Ormai è chiaro che lo slogan “sola scriptura” è un po’ logoro. Dalla storia diacronica della Bibbia, abbiamo appreso che il testo scritturistico, soprattutto quello dell’Antico Testamento, si forma e si riforma (oppure trasforma?) lungo i secoli. E si forma su due basi: la tradizione orale e le nuove esigenze della cultura. La Scrittura cristiana è frutto della comunità, e si fa criterio di verità, proprio sulla base dell’esperienza passata di una comunità. Esimerci dalla Scrittura è dissennato, come il credere che la Chiesa e il Cristianesimo siano fondati sulla “sola Scriptura”.

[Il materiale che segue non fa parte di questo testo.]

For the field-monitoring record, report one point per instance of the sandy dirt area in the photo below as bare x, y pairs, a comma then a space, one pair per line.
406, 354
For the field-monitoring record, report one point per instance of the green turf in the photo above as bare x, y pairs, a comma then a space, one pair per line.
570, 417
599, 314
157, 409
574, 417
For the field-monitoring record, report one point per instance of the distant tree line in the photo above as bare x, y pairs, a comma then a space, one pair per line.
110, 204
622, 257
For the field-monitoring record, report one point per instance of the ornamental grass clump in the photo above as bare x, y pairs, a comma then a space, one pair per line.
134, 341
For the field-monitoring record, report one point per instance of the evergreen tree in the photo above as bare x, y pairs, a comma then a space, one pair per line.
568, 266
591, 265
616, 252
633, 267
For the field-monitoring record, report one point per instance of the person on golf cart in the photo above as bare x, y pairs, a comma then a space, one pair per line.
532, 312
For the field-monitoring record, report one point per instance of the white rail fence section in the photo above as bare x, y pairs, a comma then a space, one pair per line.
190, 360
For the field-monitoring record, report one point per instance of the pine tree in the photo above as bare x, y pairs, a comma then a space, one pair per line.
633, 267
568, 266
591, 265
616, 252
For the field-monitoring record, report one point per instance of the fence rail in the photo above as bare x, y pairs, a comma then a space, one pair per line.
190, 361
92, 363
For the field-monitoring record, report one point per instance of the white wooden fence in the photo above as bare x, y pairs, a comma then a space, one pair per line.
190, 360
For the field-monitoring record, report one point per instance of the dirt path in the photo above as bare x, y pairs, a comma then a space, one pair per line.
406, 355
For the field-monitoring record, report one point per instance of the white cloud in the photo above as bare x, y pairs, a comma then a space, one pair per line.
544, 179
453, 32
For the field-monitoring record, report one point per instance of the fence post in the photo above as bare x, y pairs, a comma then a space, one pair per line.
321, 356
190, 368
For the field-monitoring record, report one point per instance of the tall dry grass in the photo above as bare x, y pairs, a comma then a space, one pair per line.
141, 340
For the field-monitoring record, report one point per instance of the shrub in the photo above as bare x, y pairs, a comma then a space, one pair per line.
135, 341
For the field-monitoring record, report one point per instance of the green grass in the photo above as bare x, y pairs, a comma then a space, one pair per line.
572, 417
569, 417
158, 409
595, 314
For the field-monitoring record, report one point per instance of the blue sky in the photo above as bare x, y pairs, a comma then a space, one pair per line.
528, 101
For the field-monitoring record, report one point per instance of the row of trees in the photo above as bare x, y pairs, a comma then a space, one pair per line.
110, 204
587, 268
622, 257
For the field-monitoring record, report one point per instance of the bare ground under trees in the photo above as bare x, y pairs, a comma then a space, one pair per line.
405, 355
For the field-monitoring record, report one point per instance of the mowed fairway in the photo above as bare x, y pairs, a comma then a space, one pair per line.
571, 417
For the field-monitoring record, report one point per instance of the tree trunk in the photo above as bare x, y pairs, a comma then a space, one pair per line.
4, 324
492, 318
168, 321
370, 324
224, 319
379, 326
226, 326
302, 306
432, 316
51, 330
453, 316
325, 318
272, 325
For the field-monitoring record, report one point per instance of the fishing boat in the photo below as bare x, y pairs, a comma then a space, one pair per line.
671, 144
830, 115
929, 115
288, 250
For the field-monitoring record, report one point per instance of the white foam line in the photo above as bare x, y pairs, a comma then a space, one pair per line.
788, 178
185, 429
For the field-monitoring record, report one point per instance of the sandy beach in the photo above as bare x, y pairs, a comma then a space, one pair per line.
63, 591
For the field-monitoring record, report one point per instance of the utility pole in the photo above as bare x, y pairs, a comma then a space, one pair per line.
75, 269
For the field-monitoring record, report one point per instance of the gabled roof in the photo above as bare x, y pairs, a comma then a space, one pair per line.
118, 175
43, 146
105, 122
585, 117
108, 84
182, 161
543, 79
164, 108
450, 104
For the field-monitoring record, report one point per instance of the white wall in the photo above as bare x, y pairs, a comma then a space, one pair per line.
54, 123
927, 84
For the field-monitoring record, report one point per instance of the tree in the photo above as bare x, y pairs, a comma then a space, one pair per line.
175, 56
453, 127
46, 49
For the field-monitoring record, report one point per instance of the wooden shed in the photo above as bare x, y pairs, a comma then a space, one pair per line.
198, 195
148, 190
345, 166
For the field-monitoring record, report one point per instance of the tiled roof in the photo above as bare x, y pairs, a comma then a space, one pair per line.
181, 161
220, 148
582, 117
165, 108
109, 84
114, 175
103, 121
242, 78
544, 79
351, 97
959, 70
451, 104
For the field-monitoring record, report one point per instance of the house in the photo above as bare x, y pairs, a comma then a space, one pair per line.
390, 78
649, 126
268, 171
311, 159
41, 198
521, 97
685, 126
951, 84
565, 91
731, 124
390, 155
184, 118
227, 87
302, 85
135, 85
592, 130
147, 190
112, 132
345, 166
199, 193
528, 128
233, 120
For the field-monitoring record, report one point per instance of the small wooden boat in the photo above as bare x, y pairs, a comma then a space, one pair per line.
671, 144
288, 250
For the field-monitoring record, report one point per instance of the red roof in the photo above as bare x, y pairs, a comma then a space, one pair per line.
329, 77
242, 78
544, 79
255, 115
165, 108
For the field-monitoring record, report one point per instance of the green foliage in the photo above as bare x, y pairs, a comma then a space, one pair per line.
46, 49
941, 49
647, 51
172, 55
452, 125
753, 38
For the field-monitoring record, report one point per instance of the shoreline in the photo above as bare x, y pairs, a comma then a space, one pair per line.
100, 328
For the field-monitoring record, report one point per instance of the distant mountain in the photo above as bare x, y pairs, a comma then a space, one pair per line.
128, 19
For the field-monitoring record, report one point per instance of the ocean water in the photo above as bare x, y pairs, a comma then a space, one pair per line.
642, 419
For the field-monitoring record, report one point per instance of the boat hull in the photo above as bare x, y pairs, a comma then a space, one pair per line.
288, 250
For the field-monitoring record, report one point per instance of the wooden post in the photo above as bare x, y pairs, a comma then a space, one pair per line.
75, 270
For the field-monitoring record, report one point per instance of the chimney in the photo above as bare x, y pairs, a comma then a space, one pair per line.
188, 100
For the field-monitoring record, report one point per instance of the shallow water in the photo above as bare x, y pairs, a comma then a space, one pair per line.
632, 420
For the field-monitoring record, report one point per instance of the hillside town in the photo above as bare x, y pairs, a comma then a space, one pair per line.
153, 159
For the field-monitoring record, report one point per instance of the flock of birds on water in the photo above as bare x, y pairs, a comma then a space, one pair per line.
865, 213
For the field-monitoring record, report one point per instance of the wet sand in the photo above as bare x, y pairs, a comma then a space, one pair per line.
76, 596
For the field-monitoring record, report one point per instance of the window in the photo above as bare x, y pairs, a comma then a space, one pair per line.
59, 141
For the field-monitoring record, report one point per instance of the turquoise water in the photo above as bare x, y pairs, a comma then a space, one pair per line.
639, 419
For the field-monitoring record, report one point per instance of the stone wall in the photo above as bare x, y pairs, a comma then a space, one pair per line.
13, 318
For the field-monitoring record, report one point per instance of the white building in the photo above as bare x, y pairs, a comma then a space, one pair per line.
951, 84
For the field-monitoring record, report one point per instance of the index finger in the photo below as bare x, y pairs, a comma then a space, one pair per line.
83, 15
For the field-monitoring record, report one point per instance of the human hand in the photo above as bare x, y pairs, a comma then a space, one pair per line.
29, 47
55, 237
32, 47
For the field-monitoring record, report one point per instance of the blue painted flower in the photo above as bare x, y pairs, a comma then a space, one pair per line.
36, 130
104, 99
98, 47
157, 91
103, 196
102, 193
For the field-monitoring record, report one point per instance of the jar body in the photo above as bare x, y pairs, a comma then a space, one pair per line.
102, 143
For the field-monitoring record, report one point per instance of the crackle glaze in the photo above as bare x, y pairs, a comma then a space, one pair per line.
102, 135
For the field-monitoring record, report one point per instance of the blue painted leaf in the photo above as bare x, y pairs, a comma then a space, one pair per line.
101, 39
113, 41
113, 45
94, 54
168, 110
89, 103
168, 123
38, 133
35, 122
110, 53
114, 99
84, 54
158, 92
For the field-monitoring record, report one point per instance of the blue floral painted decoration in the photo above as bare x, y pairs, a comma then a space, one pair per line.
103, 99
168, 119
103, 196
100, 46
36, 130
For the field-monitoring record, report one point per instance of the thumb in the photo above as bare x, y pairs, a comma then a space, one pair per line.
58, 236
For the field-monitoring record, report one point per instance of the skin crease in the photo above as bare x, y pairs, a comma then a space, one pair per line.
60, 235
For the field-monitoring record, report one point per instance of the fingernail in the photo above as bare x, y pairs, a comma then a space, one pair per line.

Pur distinguendo tra Scrittura e tradizione, è impossibile scinderle. Anche oggi si parla del “sensus fidelium” per accennare in qualche maniera alla tradizione. Anche il celebre detto del papa Gregorio Magno (che proprio oggi è ricordato dalla liturgia), il quale recita “la Scrittura cresce in colui che la legge”, è una delle variazioni della tradizione.

Amare la Scrittura è possibile solo con il cuore intriso di tradizione. Infatti è perché ci troviamo nell’alveo della Chiesa, che pratichiamo uno dei modi della lectio divina. Se la tradizione della Chiesa e delle chiese non ci spingesse a leggere la Scrittura, questa resterebbe un magnifico spartito senza esecutori.

Trascurare, comunque, la lettura della Bibbia è contemporaneamente uscire dalla tradizione. Come senza tradizione (“chiedetelo ai vostri padri e ve lo diranno” ci suggerisce il salmo) non si è formata la Scrittura, così la tradizione che ci spinge a leggere la Scrittura, mantiene viva ed efficace la Scrittura. Tradizione e Scrittura sono più che due braccia di un unico organismo. Esse sono intrecciate tra loro per mentenersi vive.